Clients that opt into safely sharing their data are eligible to take advantage of the Industry specific Machine Learning model and community data. The Machine Learning model is designed to:
(a.) Dynamically update as fraud trends change – through use of the Dynamic Risk Vector Community Data Capability. Risk factors in the model will fluctuate up and down based upon the current risk of factors in the transaction – enabling the model to leverage the latest trends to make the optimal risk assessment.
(b.) Provide visibility into the reason why the model calculated the model probability per transaction. This enables visibility to Merchant Analysts who may review the transaction and why the model assessed the transaction risk as it did. Each transaction decisioned by the model shows a panel demonstrating the risk factors most significant in the model risk assessment.
(c.) Be flexibly implemented into client decisioning so that clients can still respect policies they want to follow. Clients can calculate the model probability on every transaction, but select to override the model risk in situations where they always want to approve or decline a transaction. For example, in cases of product limits – where merchants may want to only allow X purchases of a specific item, clients can leverage the model probability and respect the product limit in their decision.

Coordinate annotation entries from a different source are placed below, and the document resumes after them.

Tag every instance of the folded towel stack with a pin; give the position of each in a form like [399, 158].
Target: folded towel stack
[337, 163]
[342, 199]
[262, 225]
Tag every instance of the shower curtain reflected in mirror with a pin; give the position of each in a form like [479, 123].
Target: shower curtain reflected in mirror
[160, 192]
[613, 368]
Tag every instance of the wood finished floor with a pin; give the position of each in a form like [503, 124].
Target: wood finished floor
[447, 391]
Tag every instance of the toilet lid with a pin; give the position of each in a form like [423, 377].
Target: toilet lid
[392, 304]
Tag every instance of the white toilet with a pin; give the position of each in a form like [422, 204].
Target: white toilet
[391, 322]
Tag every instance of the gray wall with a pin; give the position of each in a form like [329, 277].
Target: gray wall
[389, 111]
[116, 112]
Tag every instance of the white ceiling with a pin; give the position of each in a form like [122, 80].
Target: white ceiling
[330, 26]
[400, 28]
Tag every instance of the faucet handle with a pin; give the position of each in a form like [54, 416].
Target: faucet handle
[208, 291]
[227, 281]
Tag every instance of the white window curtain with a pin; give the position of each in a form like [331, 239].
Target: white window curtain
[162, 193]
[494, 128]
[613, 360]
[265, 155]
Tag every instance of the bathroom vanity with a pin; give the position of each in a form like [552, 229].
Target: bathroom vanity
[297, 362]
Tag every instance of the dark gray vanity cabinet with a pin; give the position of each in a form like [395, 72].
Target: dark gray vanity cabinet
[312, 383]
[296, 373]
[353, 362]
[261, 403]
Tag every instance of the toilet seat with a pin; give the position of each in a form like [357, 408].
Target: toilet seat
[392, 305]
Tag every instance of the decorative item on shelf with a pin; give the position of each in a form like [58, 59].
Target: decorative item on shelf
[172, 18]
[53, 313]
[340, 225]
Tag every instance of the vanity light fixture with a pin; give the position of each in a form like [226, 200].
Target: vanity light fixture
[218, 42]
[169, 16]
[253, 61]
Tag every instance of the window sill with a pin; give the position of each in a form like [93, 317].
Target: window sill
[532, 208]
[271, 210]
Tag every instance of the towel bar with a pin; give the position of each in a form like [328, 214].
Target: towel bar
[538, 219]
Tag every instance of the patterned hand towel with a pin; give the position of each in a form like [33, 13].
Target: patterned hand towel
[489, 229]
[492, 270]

Accertify’s Dynamic Risk Vector Community Data Capability is designed to be a safe manner that Clients can share and gain the value of community data.
Value to merchants:
• Less fraud incurred both by count and amount
• More transactions approved without Merchant Analyst review – yielding lower operational costs and increased sales
• Dynamic decisioning requires less time invested to change decisioning strategies to constantly stay on top of latest fraud trends
Value to stakeholders:
• Consumers who shop at client ecommerce sites are better protected from fraudulent purchases on their payment cards – enabling them with improved confidence in ecommerce and fewer hassles with having to process fraud claims on their payment cards
• Banks and card issuers incur fewer fraud claims on their cards issued – enabling fewer operational costs and improved customer service experience with their merchant relationship
How we are different
Accertify is a leading provider of fraud prevention, chargeback management, digital identity and payment gateway solutions to customers spanning ecommerce, financial services, and other diverse industries worldwide. The Machine Learning model provides:
1. Innovation:
(a.) Speed of execution – Enabling this solution required significant investment in hardware and software to be able to aggregate, accumulate and calculate statistics on massive volumes of inbound transactions – and make the calculated statistics available for use in the current transaction in milliseconds of time.
(b.) Vast network of ecommerce community participants – Accertify’s leading ecommerce clients across industries participate in this capability – enabling a wide network of cross industry global intelligence
(c.) Dynamic Nature of solution - Industry Machine Learning models are tuned to take advantage of the Dynamic Risk Vectors to enable clients to dynamically adjust decisioning as risk patterns fluctuate – identifying risk as the fraud trends rise and relaxing controls as the fraud trends subside.